According to the draft text, the RESBit aims to integrate blockchain-based digital assets into state policy while mitigating risks associated with global financial instability.
The bill’s advancement through its first committee represents the first time a top-tier economy has taken formal legislative steps to include Bitcoin in its state reserves.
Up to 5% of $370B reserves may be held in BTC
Under the current framework, the Central Bank would be empowered to hold as much as 5% of Brazil’s $370 billion in foreign reserves in Bitcoin, a move that would inject billions into the digital currency market.

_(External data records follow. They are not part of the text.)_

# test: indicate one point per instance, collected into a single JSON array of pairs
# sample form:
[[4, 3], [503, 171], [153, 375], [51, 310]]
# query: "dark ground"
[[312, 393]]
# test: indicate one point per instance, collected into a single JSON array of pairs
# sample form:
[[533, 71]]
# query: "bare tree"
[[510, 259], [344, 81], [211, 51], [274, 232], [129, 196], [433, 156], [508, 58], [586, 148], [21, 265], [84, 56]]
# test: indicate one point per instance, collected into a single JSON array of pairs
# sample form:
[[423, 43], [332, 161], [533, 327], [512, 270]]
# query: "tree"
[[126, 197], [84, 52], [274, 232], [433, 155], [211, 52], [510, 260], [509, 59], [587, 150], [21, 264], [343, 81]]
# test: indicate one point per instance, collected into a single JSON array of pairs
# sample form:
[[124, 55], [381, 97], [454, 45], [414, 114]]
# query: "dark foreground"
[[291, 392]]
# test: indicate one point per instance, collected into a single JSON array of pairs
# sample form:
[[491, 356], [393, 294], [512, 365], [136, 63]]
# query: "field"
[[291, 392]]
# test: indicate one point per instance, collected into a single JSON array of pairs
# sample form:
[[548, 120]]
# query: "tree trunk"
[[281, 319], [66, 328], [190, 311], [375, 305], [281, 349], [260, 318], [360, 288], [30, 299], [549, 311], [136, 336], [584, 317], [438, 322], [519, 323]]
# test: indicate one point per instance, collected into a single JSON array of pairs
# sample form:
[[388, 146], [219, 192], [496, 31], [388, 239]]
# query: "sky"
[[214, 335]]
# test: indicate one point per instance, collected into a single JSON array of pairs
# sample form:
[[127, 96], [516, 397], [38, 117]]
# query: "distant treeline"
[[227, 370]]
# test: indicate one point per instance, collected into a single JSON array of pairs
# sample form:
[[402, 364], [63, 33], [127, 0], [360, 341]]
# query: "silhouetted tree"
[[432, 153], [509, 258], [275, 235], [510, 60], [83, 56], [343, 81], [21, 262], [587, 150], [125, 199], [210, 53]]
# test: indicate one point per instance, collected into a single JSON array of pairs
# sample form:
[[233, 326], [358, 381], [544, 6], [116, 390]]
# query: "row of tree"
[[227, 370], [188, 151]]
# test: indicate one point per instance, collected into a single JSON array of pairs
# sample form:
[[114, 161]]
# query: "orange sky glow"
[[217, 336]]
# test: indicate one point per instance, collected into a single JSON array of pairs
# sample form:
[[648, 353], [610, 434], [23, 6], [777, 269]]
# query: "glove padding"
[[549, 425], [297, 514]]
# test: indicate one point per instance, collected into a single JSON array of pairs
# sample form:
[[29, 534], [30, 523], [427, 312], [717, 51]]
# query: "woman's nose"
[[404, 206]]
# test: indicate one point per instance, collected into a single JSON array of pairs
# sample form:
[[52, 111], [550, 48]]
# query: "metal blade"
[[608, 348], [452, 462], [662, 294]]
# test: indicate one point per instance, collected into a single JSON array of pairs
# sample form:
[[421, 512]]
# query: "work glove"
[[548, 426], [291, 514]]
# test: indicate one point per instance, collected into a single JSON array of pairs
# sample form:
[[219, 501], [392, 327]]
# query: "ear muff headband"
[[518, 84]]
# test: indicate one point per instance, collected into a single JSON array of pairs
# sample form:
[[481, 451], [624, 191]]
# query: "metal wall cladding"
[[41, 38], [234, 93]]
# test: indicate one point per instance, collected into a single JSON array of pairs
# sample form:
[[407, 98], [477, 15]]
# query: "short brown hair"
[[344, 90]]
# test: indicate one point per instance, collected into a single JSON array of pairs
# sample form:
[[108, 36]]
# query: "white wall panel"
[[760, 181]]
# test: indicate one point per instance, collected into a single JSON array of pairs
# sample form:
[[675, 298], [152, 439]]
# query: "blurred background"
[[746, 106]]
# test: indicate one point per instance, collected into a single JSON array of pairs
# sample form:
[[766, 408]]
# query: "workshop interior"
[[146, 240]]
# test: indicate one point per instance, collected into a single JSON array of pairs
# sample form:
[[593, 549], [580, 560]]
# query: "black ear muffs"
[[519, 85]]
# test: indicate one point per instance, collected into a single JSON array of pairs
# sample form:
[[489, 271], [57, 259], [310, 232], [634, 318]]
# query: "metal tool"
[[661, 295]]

This would amount to a potential $18.5 billion investment in BTC, signalling a sharp pivot in how central banks might view digital assets, not merely as speculative tools but as long-term reserve instruments.
The bill has attracted significant attention on social media, with industry observers pointing out the significance of such a move by a G20 economy.
On 5 June, user pete_rizzo_ noted that “Latin America’s largest economy wants BTC”, underscoring the broader implications of such a development.
BREAKING: BRAZIL’S STRATEGIC #BITCOIN RESERVE BILL PASSES 1ST COMMITTEE WITH APPROVAL RECOMMENDATION
LATIN AMERICA’S LARGEST ECONOMY WANTS BTC. THIS IS HUGE 🔥
Meanwhile, user shanaka86 referred to the proposal as “Sovereign Bitcoin Phase 2,” distinguishing it from earlier Bitcoin integrations by smaller economies and pointing toward a new phase of adoption by major financial players.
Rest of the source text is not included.